Невыносимо, когда она оборачивается.
Гипнотизирует взглядом.
И кофе спасает своим шипением, убегает, отвлекает, занимает руки, а Дашка, наблюдая за мной, тихо спрашивает:
— А товар?
— Лекарства, — пустую турку я ставлю в раковину, мою и полотенце с ее плеча, чтобы вытереть руки, стягиваю. — Не все можно достать в Судане и не все можно привезти легально. Либо можно, но долго.
А Ли — обязанный мне жизнью и имеющий связи, о которых вслух говорить не принято, кажется, по всей Африке — умеет быстро.
Пусть и дорого.
— Поэтому через границу нелегально? — выводы Дарья Владимировна делает правильные, смотрит пристально.
А я отношу пельмени, от аромата которых сводит желудок, на стол.
Вспоминаю, что не ел с утра, и серьезный разговор, наконец, заканчиваю. Переключаюсь на самую божественную еду в моей жизни, и добавку, провожая последний отобранный пельмень, нагло прошу.
Отодвигаю Дарью Владимировну от плиты, которая тормозит и пищу богов готовить слишком медленно, и шумовку у неё я отбираю.
Слушаю, как они с сусликами провели день.
— Фотографии смотреть будете? — она предлагает живо.

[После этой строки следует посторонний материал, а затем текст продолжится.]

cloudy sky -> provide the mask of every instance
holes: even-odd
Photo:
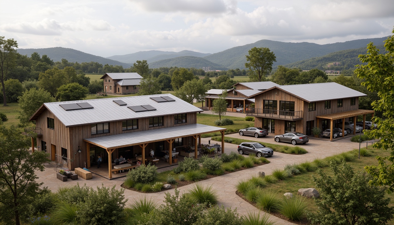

Достает, не дожидаясь ответа, телефон.
Показывает, дополняет снимки рассказами, жестикулирует и сусликов передразнивает. Хохочет задорно, и не рассмеяться ей в ответ невозможно. Невозможно перестать искоса наблюдать за ней, ловить взглядом жесты, любоваться ею.
И отрицать, что она мне нравится, больше невозможно.